Why it matters: Chicken is American consumers' favorite — and typically cheapest — source of meat.
Driving the news: The U.S. government and several state governments, including North Carolina's, sued the company Agri Stats in federal court in 2023, alleging it helped the broiler chicken industry collude to coordinate prices and production.
- The U.S. Department of Justice alleges Agri Stats collected data from chicken producers, sold industry reports back to them, and withheld comparable information from buyers, which the DOJ says was anticompetitive and harmful to consumers.
What they're saying: "It cost all of you a lot of money over a number of years, whether you were buying your food at a grocery store or a restaurant. It was virtually all downstream of this scheme," North Carolina Attorney General Jeff Jackson said last week.
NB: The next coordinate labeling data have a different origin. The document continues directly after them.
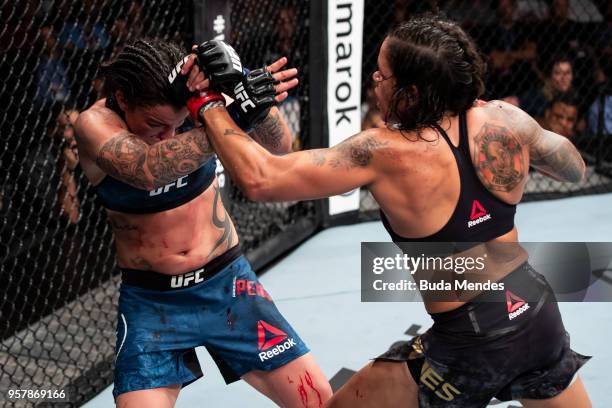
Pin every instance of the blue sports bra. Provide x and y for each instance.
(118, 196)
(479, 216)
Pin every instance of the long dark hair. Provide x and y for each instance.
(141, 72)
(437, 69)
State of play: Poultry is North Carolina's biggest agricultural commodity. Broiler chickens in particular made up more than 40% of the state's farm receipts in 2024, per U.S. Department of Agriculture data.
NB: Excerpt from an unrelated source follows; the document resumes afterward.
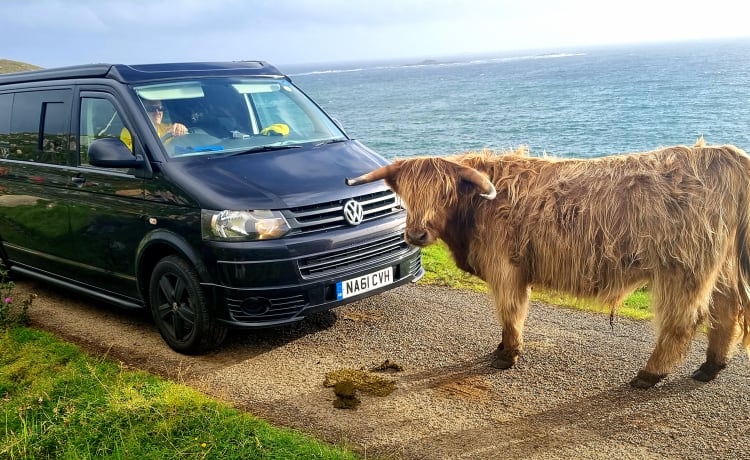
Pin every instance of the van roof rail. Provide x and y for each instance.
(145, 72)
- The state is the nation's biggest producer of broiler chickens, producing more than 7 billion pounds annually, per the North Carolina Poultry Federation.
How it works: Broiler chicken production is highly vertically integrated, with most major players operating their own hatcheries, feed mills, processing plants and transportation divisions, but contracting out the chicken-raising to independent farmers, says Tomislav Vukina, a professor of agricultural and resource economics at NC State.
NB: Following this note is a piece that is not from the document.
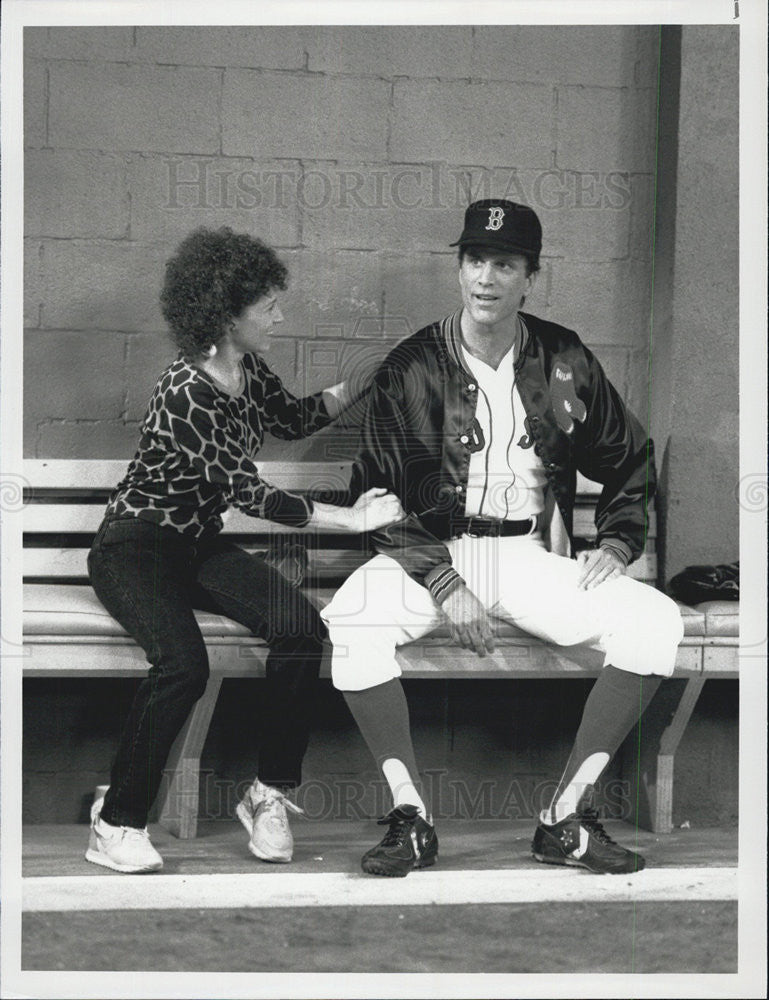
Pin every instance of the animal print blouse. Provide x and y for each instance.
(197, 449)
- 90% of broiler chickens are raised within 60 miles of the processing plant, according to research cited in a 2023 USDA report on concentration and competition in agribusiness.
- "This market is very regional because live animals cannot travel large distances," Vukina says. After the slaughterhouse, the chicken can be shipped anywhere.
By the numbers: Chicken consumption will exceed 102 pounds per person this year, according to USDA projections.
- That's up more than 30 pounds per person in 30 years, data shows. Red meat consumption dropped in that time frame.
- Vukina says it's hard to tell if chicken being cheaper than beef and pork drove that change or if health and consumer preferences simply changed. "It's like a chicken-or-egg problem," he says. "I think it's a little bit of both."
Zoom in: The proposed settlement reached this month would change how Agri Stats shares data, giving producers less "visibility into their rivals' operations" and giving others the ability to purchase the information, according to the DOJ.
The other side: Agri Stats president Eric Scholer released a statement saying the company is "pleased to put this case … behind us" and arguing that its reports have helped companies grow and become leaner, benefitting consumers.
- Scholer said the only way chicken producers "can continue to keep prices low for consumers and remain in business is to make their operations as efficient as possible, and Agri Stats helps them to do exactly that."
What's next: A federal judge must approve the settlement for it to take effect.